We at CFSF are here to support you. But, as I’ve learned over the years, our support must come from behind the scenes. We are here to help make your life as a foster parent as normal as possible and let that extend into the lives of the children in your care. We will work to arrange respite, case aide support, interface with social workers, pay you on time and properly, arrange visitation services, ensure you are respected by the social work team, etc.
While CFSF does have periodic activities for foster families (bowling, Christmas parties, summer activities), this is not a mainstay of our agency. Although it is important to come together and enjoy the company of each other, CFSF will never be a substitute for family. You, as foster parents, are able to connect children to your church, extended family, friends, clubs, sports, etc. and allow them to form natural bonds.
Working behind the scenes is not an ego builder, but seeing the outcomes brings us great joy. I have often said that when kids are adopted or move on to permanency and the years go by, I hope they don’t even remember we exist. In other words, if we can normalize kids within your family, reinforcing you as parent, we have done a good thing.
Since we encourage family, we will look to you to resolve issues. We will not always come riding in on a white horse to save the day. We believe a problem solved within a family is far more productive for children than when an agency is seen as the primary problem solver. With this said, we NEVER want you to hide issues that need to be reported. We are about supporting foster families and allowing them to have their own unique parenting style as long as it is within WAC guidelines.

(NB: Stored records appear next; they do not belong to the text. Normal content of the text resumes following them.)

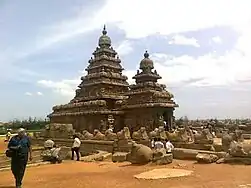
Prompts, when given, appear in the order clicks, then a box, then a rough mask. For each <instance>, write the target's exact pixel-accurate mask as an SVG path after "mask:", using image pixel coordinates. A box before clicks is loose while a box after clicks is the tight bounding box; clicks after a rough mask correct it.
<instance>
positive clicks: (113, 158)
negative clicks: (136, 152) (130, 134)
mask: <svg viewBox="0 0 251 188" xmlns="http://www.w3.org/2000/svg"><path fill="white" fill-rule="evenodd" d="M127 155H128V153H126V152H115V153H114V154H113V155H112V162H124V161H126V160H127Z"/></svg>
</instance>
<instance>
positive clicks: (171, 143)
mask: <svg viewBox="0 0 251 188" xmlns="http://www.w3.org/2000/svg"><path fill="white" fill-rule="evenodd" d="M173 149H174V146H173V144H172V143H171V142H170V141H169V140H168V139H166V153H172V151H173Z"/></svg>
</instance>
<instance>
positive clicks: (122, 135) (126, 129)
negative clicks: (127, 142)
mask: <svg viewBox="0 0 251 188" xmlns="http://www.w3.org/2000/svg"><path fill="white" fill-rule="evenodd" d="M117 137H118V139H119V140H130V139H131V133H130V130H129V128H128V127H124V128H123V129H122V130H121V131H119V132H117Z"/></svg>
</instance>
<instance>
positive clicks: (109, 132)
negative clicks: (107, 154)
mask: <svg viewBox="0 0 251 188" xmlns="http://www.w3.org/2000/svg"><path fill="white" fill-rule="evenodd" d="M105 138H106V140H117V139H118V137H117V134H116V133H114V132H112V131H111V130H110V129H108V130H106V131H105Z"/></svg>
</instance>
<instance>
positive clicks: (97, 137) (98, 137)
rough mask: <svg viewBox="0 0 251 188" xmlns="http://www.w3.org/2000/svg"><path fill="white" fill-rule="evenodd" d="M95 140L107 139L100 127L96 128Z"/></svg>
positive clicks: (93, 138)
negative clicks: (100, 129)
mask: <svg viewBox="0 0 251 188" xmlns="http://www.w3.org/2000/svg"><path fill="white" fill-rule="evenodd" d="M93 136H94V137H93V139H94V140H105V135H104V134H103V133H101V132H100V131H99V130H98V129H95V130H94V132H93Z"/></svg>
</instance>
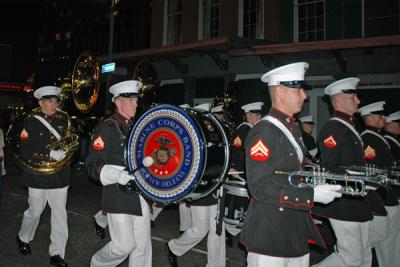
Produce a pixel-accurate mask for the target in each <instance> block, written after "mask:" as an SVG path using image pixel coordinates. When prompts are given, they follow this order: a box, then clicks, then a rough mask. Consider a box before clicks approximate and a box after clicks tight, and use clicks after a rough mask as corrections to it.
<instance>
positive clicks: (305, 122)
mask: <svg viewBox="0 0 400 267" xmlns="http://www.w3.org/2000/svg"><path fill="white" fill-rule="evenodd" d="M299 121H300V122H305V123H314V116H313V115H307V116H303V117H300V118H299Z"/></svg>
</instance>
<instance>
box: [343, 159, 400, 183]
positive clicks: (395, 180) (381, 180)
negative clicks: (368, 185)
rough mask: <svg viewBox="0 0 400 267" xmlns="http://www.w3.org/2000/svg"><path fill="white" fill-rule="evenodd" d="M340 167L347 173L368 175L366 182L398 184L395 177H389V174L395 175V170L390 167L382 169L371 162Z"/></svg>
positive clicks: (362, 174)
mask: <svg viewBox="0 0 400 267" xmlns="http://www.w3.org/2000/svg"><path fill="white" fill-rule="evenodd" d="M342 168H344V169H345V170H346V172H347V173H350V174H355V175H361V176H365V177H368V180H367V182H370V183H377V184H380V185H382V186H388V185H400V183H399V181H398V180H397V179H392V178H389V176H390V175H393V176H396V171H395V170H392V169H382V168H378V167H376V166H375V165H371V164H365V165H362V166H358V165H351V166H342Z"/></svg>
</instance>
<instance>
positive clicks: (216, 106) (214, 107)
mask: <svg viewBox="0 0 400 267" xmlns="http://www.w3.org/2000/svg"><path fill="white" fill-rule="evenodd" d="M222 108H223V106H222V105H219V106H216V107H213V108H211V113H217V112H222Z"/></svg>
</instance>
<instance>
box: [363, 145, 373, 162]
mask: <svg viewBox="0 0 400 267" xmlns="http://www.w3.org/2000/svg"><path fill="white" fill-rule="evenodd" d="M364 158H365V159H368V160H372V159H375V158H376V152H375V149H373V148H372V147H370V146H367V148H365V150H364Z"/></svg>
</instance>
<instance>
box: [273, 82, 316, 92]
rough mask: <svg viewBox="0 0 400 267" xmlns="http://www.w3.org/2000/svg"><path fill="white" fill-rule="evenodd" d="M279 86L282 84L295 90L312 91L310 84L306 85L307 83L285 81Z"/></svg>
mask: <svg viewBox="0 0 400 267" xmlns="http://www.w3.org/2000/svg"><path fill="white" fill-rule="evenodd" d="M279 84H282V85H283V86H286V87H289V88H293V89H304V90H311V89H312V87H311V86H310V85H308V84H306V82H305V81H297V80H295V81H283V82H279Z"/></svg>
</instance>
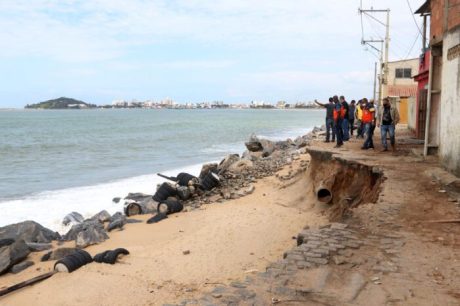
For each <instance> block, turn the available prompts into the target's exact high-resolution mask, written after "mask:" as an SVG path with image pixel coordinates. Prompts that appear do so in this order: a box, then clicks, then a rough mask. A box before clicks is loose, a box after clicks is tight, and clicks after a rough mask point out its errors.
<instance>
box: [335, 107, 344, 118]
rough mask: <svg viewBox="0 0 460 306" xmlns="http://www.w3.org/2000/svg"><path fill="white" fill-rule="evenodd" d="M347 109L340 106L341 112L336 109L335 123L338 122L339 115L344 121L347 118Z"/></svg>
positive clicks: (335, 114)
mask: <svg viewBox="0 0 460 306" xmlns="http://www.w3.org/2000/svg"><path fill="white" fill-rule="evenodd" d="M345 111H346V110H345V107H343V105H341V106H340V110H337V108H335V107H334V121H337V119H339V115H340V119H343V118H345Z"/></svg>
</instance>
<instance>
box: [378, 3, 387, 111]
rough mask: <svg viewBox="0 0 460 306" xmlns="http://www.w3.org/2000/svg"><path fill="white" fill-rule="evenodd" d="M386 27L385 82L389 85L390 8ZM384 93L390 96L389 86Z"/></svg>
mask: <svg viewBox="0 0 460 306" xmlns="http://www.w3.org/2000/svg"><path fill="white" fill-rule="evenodd" d="M385 27H386V31H385V69H384V70H385V72H384V74H385V78H384V80H385V81H384V82H385V84H386V85H388V76H389V72H390V70H389V68H388V53H389V50H390V10H389V9H388V10H387V23H386V25H385ZM383 94H384V97H387V96H388V86H385V92H384V93H383ZM379 102H380V103H382V100H380V101H379Z"/></svg>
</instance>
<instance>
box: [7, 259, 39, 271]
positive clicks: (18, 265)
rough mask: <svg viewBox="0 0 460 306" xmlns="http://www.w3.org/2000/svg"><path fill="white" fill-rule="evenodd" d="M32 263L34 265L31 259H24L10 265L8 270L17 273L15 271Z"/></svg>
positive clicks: (29, 265)
mask: <svg viewBox="0 0 460 306" xmlns="http://www.w3.org/2000/svg"><path fill="white" fill-rule="evenodd" d="M33 265H34V262H33V261H30V260H26V261H23V262H20V263H18V264H16V265H14V266H12V267H11V269H10V271H11V273H13V274H17V273H19V272H21V271H23V270H25V269H27V268H28V267H30V266H33Z"/></svg>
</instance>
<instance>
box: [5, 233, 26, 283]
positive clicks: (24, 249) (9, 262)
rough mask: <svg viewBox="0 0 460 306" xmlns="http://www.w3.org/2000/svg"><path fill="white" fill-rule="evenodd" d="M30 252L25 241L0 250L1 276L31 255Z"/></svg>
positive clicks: (17, 240) (9, 246) (18, 241)
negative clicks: (12, 266) (24, 259)
mask: <svg viewBox="0 0 460 306" xmlns="http://www.w3.org/2000/svg"><path fill="white" fill-rule="evenodd" d="M29 253H30V250H29V247H28V246H27V244H26V243H25V241H24V240H22V239H21V240H17V241H15V242H14V243H13V244H10V245H7V246H4V247H2V248H0V275H1V274H3V273H5V272H6V271H8V270H9V269H10V268H11V267H12V266H14V265H15V264H17V263H19V262H21V261H22V260H23V259H25V258H26V257H27V255H29Z"/></svg>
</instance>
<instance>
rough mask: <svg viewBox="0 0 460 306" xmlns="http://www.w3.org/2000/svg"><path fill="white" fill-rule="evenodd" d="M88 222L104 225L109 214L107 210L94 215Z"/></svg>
mask: <svg viewBox="0 0 460 306" xmlns="http://www.w3.org/2000/svg"><path fill="white" fill-rule="evenodd" d="M90 220H94V221H99V222H101V223H104V222H107V221H109V220H110V214H109V213H108V212H107V210H102V211H100V212H98V213H97V214H95V215H94V216H92V217H91V218H90Z"/></svg>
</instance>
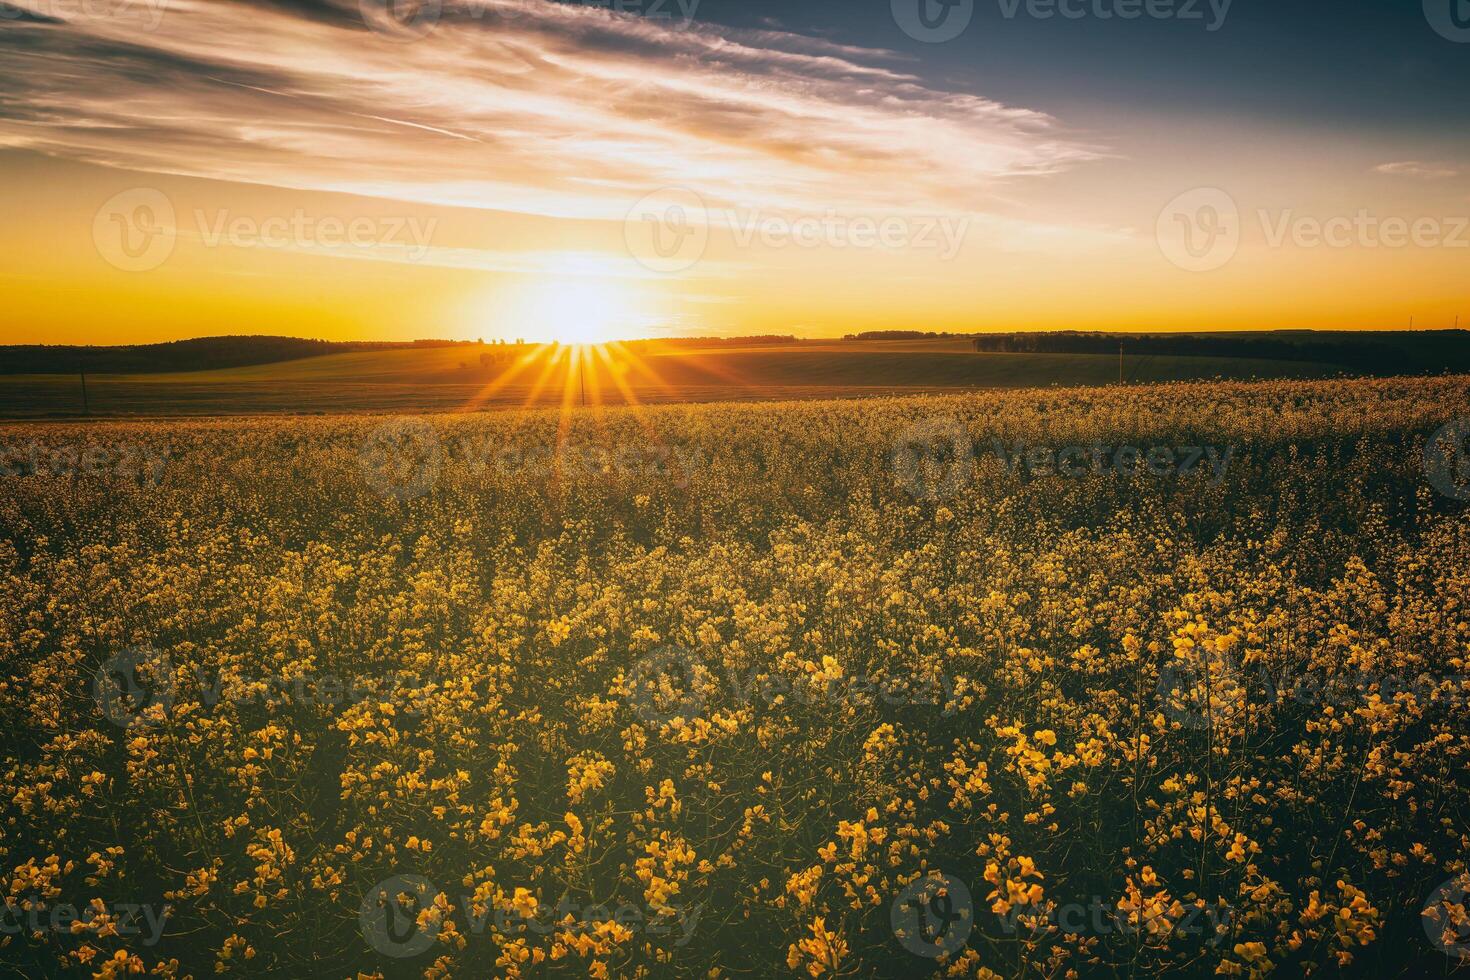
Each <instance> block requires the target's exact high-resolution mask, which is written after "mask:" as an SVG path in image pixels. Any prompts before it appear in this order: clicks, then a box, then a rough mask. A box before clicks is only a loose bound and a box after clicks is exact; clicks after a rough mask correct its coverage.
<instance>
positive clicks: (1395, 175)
mask: <svg viewBox="0 0 1470 980" xmlns="http://www.w3.org/2000/svg"><path fill="white" fill-rule="evenodd" d="M1373 172H1374V173H1388V175H1389V176H1410V178H1414V179H1417V181H1445V179H1449V178H1452V176H1460V170H1457V169H1454V167H1452V166H1449V165H1445V163H1420V162H1419V160H1404V162H1401V163H1380V165H1377V166H1376V167H1373Z"/></svg>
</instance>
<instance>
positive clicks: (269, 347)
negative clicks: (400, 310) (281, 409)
mask: <svg viewBox="0 0 1470 980" xmlns="http://www.w3.org/2000/svg"><path fill="white" fill-rule="evenodd" d="M467 345H475V341H413V342H407V344H392V342H373V341H304V339H300V338H295V336H203V338H198V339H193V341H172V342H169V344H135V345H128V347H65V345H50V344H26V345H10V347H0V375H75V373H76V372H79V370H88V372H94V373H98V375H151V373H165V372H176V370H213V369H218V367H248V366H251V364H273V363H276V361H284V360H297V359H298V357H318V356H320V354H350V353H354V351H388V350H397V348H413V347H467Z"/></svg>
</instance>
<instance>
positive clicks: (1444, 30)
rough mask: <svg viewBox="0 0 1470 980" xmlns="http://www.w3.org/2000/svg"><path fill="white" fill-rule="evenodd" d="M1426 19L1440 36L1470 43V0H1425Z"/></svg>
mask: <svg viewBox="0 0 1470 980" xmlns="http://www.w3.org/2000/svg"><path fill="white" fill-rule="evenodd" d="M1424 19H1426V21H1429V26H1432V28H1435V31H1436V32H1438V34H1439V37H1442V38H1446V40H1449V41H1455V43H1457V44H1470V0H1424Z"/></svg>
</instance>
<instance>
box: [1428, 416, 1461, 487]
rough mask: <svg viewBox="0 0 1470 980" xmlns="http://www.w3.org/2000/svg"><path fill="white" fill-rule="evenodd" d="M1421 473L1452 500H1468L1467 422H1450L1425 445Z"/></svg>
mask: <svg viewBox="0 0 1470 980" xmlns="http://www.w3.org/2000/svg"><path fill="white" fill-rule="evenodd" d="M1424 476H1427V478H1429V482H1430V485H1432V486H1433V488H1435V489H1436V491H1439V492H1441V494H1444V495H1445V497H1449V498H1451V500H1470V422H1467V420H1463V419H1461V420H1458V422H1451V423H1449V425H1446V426H1442V428H1441V429H1439V430H1436V432H1435V433H1433V435H1432V436H1429V441H1427V442H1426V444H1424Z"/></svg>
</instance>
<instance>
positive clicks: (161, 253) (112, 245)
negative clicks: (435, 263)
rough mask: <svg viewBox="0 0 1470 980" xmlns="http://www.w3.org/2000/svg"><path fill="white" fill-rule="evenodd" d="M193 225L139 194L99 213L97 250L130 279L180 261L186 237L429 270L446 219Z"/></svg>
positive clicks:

So as we move into the future, with God’s grace and guidance, we must be mindful of both our role and your role. We will always strive to be honest and straight forward with you. If issues arise we will come to you first. We will always work with you and for you and, in return, we know that you will do likewise for the children placed in your care.
In closing I want to thank you all for becoming foster parents. I truly believe being a foster parent is the highest calling. It is a wonderful thing to bring in children you don’t know and give them love, safety, and a nurturing home … children who often times come to you in rough shape with more than challenging behaviors. I am very proud to join with you in helping children in need.